Sabato di buon mattino il rifiuto di Mohamoud veniva incamerato e il magistrato restava lì dove Mubarak l’aveva collocato da tempo. Il tutto s’è rivelato un passo falso per Mursi che non ha trovato forza neppure nella piazza islamica scontratasi coi laici, quest’ultimi in fermento per contestargli la vacuità del programma dopo i tanto festeggiati 100 giorni di conduzione del Paese. E’ risultato goffo anche il tentativo della stampa controllata dalla Brotherhood che ha parlato d’infiltrati nella manifestazione di venerdì. Così attivisti del movimento su un sito web che si richiama a Khaled Said ha fatto immeditamente notare che quelle affermazioni sapevano di vecchio regime, erano Mubarak e Suleiman che parlavano di provocatori e infiltrati nelle prime manifestazioni del 25 gennaio 2011. Seppure in quel caso si trattava d’un lapsus freudiano perché gli agenti in borghese, specie nei primi giorni della rivolta di gennaio, c’erano davvero e colpivano alle spalle i manifestanti. Comunque il gruppo Khaled Said inchioda il Presidente: è lui che ha cambiato i vertici della Sicurezza, se questi risultano inadeguati e permettono infiltrazioni ne deve rispondere il governo e lui medesimo. Insomma un vero fuoco di fila di contraddizioni per un’operazione che l’apparato della Confraternita pensava di poter gestire a proprio favore. E non finisce qui. Analisti interni hanno iniziato una serrata critica a ciò che definiscono apertamente un nuovo regime seduto sugli scranni già nasseriani finiti nelle mani di poco degni successori.

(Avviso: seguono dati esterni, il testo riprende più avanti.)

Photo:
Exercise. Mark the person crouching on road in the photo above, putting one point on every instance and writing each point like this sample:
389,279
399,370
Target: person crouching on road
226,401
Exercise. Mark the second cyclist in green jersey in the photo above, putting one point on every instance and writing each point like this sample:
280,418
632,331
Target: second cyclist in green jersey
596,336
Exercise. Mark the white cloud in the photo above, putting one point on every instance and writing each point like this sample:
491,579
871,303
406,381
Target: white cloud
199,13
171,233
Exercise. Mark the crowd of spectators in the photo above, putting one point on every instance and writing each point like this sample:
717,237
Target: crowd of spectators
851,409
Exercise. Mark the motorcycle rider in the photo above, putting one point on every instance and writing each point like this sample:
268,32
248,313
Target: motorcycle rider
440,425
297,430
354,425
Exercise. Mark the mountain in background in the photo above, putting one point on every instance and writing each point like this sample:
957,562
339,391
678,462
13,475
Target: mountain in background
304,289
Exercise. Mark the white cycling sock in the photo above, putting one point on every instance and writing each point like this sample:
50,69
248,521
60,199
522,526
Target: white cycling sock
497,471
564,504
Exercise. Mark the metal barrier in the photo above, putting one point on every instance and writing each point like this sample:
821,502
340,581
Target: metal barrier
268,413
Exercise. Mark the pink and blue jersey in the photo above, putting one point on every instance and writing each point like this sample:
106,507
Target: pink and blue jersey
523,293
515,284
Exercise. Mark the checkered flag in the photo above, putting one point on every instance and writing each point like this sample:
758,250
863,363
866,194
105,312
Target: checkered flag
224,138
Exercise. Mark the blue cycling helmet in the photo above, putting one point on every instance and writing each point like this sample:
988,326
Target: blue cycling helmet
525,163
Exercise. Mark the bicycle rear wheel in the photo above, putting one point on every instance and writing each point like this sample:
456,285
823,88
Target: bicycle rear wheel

Troppo facile ricordare che i passi di Nasser furono folgoranti. Non in soli cento giorni ma gradualmente arrivarono la nazionalizzazione di Suez, la riforma agraria che comportò il sequestro di migliaia di acri di terreno tolto ai latifondisti e distribuito ai contadini indigenti. Altri tempi e altre speranze. Però gli oppositori, nasseriani e di sinistra, fanno il loro gioco e definiscono quello della Fratellanza un ‘cambio di regime’ che sposa lo stesso neoliberismo di Mubarak con la conservazione interna d’una ristretta élite di capitalisti (fra cui loro uomini come Malik) e una subalternità ai poteri occidentali. Esempio lampante la presunta acquiescenza al FMI, che Mursi accontenta anche cancellando i sussidi di povertà di nasseriana memoria sopravvissuti a tutti i raìs. In realtà l’attuale Presidente, attivissimo nei contatti internazionali, sta diversificando i prestiti su vari fronti. Certo finora non ha fornito risposte a richieste sociali come i minimi salariali, scontentando i ceti più deboli ma scontenta pure medici, insegnanti, impiegati statali che hanno infilato scioperi consecutivi. La “Rinascita economica” interna è tutta da verificare. L’ambizioso progetto che usa il prestigioso sostantivo s’è ridotta a viaggiare principalmente attorno al settore commerciale nel quale i Paperoni della Fratellanza come Al-Shater hanno il primato. A loro però, ma anche a businessmen d’altro colore politico quali Shafiq e Sawiris, mancano esperienze industriale e di libero mercato. Hanno vissuto per decenni legati alle commesse statali e si sono arricchiti navigando a vista. Una prassi che li avvicina a parecchi sedicenti imprenditori nostrani.